Oracle Free Tier VPS - Best Practices

Oracle Free Tier VPS - Best Practices
Oracle Cloud Free Tier + Tailscale - happiness

Oracle offers a very generous free tier (although a little too generous perhaps which has led to temporary capacity issues in some regions - see FAQ).

"Each tenancy gets the first 3,000 OCPU hours and 18,000 GB hours per month for free to create Ampere A1 Compute instances using the VM.Standard.A1.Flex shape (equivalent to 4 OCPUs and 24 GB of memory). Each tenancy also gets two VM.Standard.E2.1.Micro instances for free" --Oracle

I have the following instances on the free tier:

  • 2x VM.Standard.E2.1.Micro instances (AMD processor - each with 1 OCPU + 1GB RAM) running Ubuntu Minimal. Good for smaller workloads.
  • 2x VM.Standard.A1.Flex instances (ARM processor - each with 2 OCPUs and 12GB RAM) running Ubuntu Server. Great performance.

While this hasn't happened to me personally, I have seen many people locked out of their instances for various reasons, which can result in data loss or the loss of the instance if you have to delete it and then run into capacity issues in your region. So make sure you have a backup access plan...


Simple: Password Enabled User Account

Make sure you have a local user account which has sudo privileges and a password set. In an emergency, you can use the OCI Console Connection to login to your instances from the web.

I suggest using an account other than the default "ubuntu" (assuming youre using an Ubuntu imge) for security reasons, e.g. the default "opc" account - and then be sure to test it works before moving on:

sudo passwd opc
sudo usermod -aG sudo opc

I also recommend ensuring you use certificates for SSH authentication, not passwords. If you do use passwords for some reason, ensure the above account is not permitted to login.


Better: Enable Tailscale SSH on your instances

Tailscale is pure magic freely available to everyone :-)

I strongly recommend setting up a Tailnet and adding all your instances to it with Tailscale SSH enabled. This lets you SSH securely into your instances from any of your Tailscale machines (linux, windows, mac) without needing a separate password or certificate - and as if that isn't enough, you can even SSH into your instances from the web!

Once you have a Tailscale account, register each instance (and enable SSH access):

sudo tailscale up --ssh

then from any other machine on your Tailscale network (windows, mac, linux) you can connect to the instance (without needing a password or certificate):

ssh <tailscale-machine-ip>

Note: You might want to disable Tailscale key expiry on your instances - otherwise you'll need to reauthenticate each of them after the default 180 days, which may be an issue if the only way you can connect is via Tailscale - see the first recommendation above for enabling OCI Console connections).
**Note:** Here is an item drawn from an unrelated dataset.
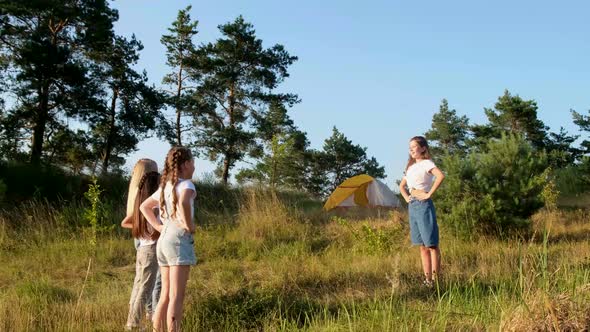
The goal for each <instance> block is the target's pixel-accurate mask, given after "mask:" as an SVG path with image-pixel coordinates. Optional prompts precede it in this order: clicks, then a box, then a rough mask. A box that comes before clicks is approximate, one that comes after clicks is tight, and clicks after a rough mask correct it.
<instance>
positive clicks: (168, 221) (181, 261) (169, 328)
mask: <svg viewBox="0 0 590 332" xmlns="http://www.w3.org/2000/svg"><path fill="white" fill-rule="evenodd" d="M194 171H195V163H194V160H193V157H192V154H191V152H190V150H189V149H187V148H184V147H173V148H172V149H170V151H169V152H168V155H167V156H166V162H165V166H164V171H163V172H162V178H161V180H160V188H159V189H158V190H157V191H156V192H155V193H154V194H153V195H152V196H151V197H149V198H148V199H146V200H145V201H144V202H143V203H142V204H141V207H140V209H141V212H142V213H143V215H144V216H145V217H146V218H147V219H148V220H150V222H151V223H152V224H155V223H156V222H157V216H156V215H155V214H154V209H155V208H159V213H160V218H161V220H162V223H163V225H162V226H160V227H159V229H158V230H159V231H160V239H159V240H158V244H157V249H156V252H157V256H158V264H159V265H160V273H161V275H162V292H161V295H160V301H159V302H158V306H157V307H156V311H155V312H154V316H153V318H152V322H153V324H154V325H153V327H154V329H155V330H156V331H163V330H164V329H163V328H162V327H163V326H167V328H168V331H169V332H171V331H179V330H180V322H181V321H182V309H183V302H184V293H185V290H186V284H187V281H188V276H189V271H190V266H191V265H195V264H196V263H197V258H196V257H195V249H194V239H193V233H194V232H195V224H194V222H193V217H194V199H195V197H196V190H195V185H194V184H193V183H192V181H191V179H192V177H193V173H194Z"/></svg>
Don't Let Your Instances Sit Idle for Long

Oracle will sometimes reclaim (free tier) instances which are idle for extended periods to free up scarce free-tier capacity.

Oracle defines an instance as idle if, during a 7-day period, these all apply:

  • CPU utilization for the 95th percentile is less than 10%
  • Network utilization is less than 10%
  • Memory utilization is less than 10% (applies to A1 shapes only)

So make sure you actually USE them - setup CrowdSec, a simple website, a container running your favourite service - the options are endless.

You can also convert your account to PAYG to avoid idle instances being reclaimed - highly recommended, as you still pay nothing if you stay within free tier limits.

Back Up Your Content

This should be obvious, and applies to everything not just Oracle - back up your data (content, config, etc). Anything you'd regret losing if you permanently lost access to your instances or account tomorrow - back it up.

Oracle allows multiple backups of each volume which don't count against your storage limit. And make you also backup offsite.

Enable 2FA

Oracle pretty much insists on this nowadays for good reasons - so enable 2-factor authentication on your OCI account to protect your setup.

Process is fairly straightforward - see my 2FA notes on my Oracle Free Tier  Notes and References page for a guide.

If you're paranoid (like me) you can also create a new local (non-federated) OCI user account which doesn't use 2FA for emergencies (with a very strong password, and only used in emergencies). Just to be sure to add it to the Administrators group.